Bill Gates may have a baby face, but it’s high time that he learns to sing this tune. Microsoft (Nasdaq–MSFT) is going through an identity crisis: is it a young, scrappy, high-growth company with the promise to earn fabulous riches in the future (think Nasdaq Composite), or is it a blue chip with a marvellous balance sheet that rakes in the cash and generates fat profits for its shareholders (a la Dow Jones industrial average)?

The nerds at the Redmond, Washington-based software giant love to have it both ways, but it is getting harder and harder to pull off.

While herds of lawyers were busy stalemating the anti-trust busters, the company went about its business to keep margins at a succulent level accompanied by a head-spinning market share. This formula created one of the greatest money-spinners of all time, with a cash horde now sitting at around $40.5 billion (US).

This accumulating stash has fuelled a nascent clamour for a dividend. After all, what else is it needed for? Planned spending of nearly $5 billion this year on research and development can easily be funded by operations that bring in over a billion dollars a month.

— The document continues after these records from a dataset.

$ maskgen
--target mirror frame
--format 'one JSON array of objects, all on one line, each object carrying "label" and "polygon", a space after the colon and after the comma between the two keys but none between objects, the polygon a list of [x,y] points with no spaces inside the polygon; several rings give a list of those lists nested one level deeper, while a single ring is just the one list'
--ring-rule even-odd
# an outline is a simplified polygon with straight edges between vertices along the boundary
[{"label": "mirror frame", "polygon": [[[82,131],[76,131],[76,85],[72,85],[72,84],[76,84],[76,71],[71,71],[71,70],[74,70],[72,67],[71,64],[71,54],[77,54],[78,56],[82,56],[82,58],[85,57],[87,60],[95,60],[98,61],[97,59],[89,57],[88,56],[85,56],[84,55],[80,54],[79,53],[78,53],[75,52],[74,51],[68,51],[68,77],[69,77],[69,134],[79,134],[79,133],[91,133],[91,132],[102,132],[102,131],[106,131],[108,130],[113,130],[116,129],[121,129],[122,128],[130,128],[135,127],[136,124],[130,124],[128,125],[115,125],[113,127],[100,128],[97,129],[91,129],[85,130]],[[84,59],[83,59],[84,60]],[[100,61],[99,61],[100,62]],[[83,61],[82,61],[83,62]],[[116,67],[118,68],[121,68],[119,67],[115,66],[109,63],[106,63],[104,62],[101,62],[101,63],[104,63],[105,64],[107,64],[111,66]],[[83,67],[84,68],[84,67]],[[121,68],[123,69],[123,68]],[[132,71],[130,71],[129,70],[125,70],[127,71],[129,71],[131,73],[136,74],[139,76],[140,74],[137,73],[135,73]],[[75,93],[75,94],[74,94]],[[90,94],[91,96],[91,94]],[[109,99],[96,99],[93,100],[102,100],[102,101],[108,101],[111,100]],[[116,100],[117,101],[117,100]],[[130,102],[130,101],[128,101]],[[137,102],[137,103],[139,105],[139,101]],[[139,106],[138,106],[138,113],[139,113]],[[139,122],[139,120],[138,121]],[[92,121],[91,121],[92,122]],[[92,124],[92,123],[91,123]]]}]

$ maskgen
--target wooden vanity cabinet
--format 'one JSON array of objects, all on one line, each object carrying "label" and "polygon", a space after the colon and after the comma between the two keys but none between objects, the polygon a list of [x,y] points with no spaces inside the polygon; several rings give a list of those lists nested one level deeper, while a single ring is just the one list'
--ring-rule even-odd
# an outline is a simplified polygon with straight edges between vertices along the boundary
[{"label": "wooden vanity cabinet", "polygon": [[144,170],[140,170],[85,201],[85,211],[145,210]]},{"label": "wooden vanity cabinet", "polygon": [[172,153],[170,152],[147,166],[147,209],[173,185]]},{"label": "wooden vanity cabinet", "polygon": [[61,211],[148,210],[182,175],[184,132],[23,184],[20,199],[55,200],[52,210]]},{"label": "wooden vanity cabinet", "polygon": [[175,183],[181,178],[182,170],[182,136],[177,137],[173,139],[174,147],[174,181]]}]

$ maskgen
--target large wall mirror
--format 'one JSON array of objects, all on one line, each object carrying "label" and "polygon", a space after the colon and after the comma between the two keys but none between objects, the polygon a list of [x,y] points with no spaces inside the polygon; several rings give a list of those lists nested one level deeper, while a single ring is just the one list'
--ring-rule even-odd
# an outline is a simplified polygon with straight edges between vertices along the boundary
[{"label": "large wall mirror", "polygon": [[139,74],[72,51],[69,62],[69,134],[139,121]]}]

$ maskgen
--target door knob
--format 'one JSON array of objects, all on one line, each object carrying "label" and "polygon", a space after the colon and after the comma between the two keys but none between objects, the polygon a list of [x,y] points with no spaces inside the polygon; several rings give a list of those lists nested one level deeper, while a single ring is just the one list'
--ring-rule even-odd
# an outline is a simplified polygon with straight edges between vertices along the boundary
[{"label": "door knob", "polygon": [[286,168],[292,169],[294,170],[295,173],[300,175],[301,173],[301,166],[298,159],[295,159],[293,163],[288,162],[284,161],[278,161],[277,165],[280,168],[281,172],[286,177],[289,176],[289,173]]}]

As for Microsoft’s “investments” in other technologies, the record is awful with write-downs due to telecom and cable-related losses amounting to $9 billion.

At the last annual meeting CFO John Connors said no dividend will be issued until the threat of further legal action is extinguished. By that standard, predatory monopolists will be having a skating party in Hades before shareholders see a quarterly cheque. The real problem is that implementing a dividend would be tantamount to admitting that Microsoft is a mature company.

Enough with the yearning for the good old days of limitless horizons! Get over it. Surely an enterprise must continue to adapt to its market, but a slowdown in expansion is nothing to be ashamed of. Instead it is simply the price of success. When market penetration is nearly universal, it is illogical to expect massive growth, unless there are planets circling other stars where the inhabitants are still chained to mainframes.

Come on Bill, time to grow up and pay a dividend. Yes, yes, we know that your 12 percent stake will yield a whopper of a bill from the Internal Revenue Service, but really, paying taxes is part of adulthood. And who knows, after all of the corporate scandals and evaporation of wealth, perhaps this is just the gesture that will convince investors that shareholders can still fairly participate in capitalism’s greatest success stories.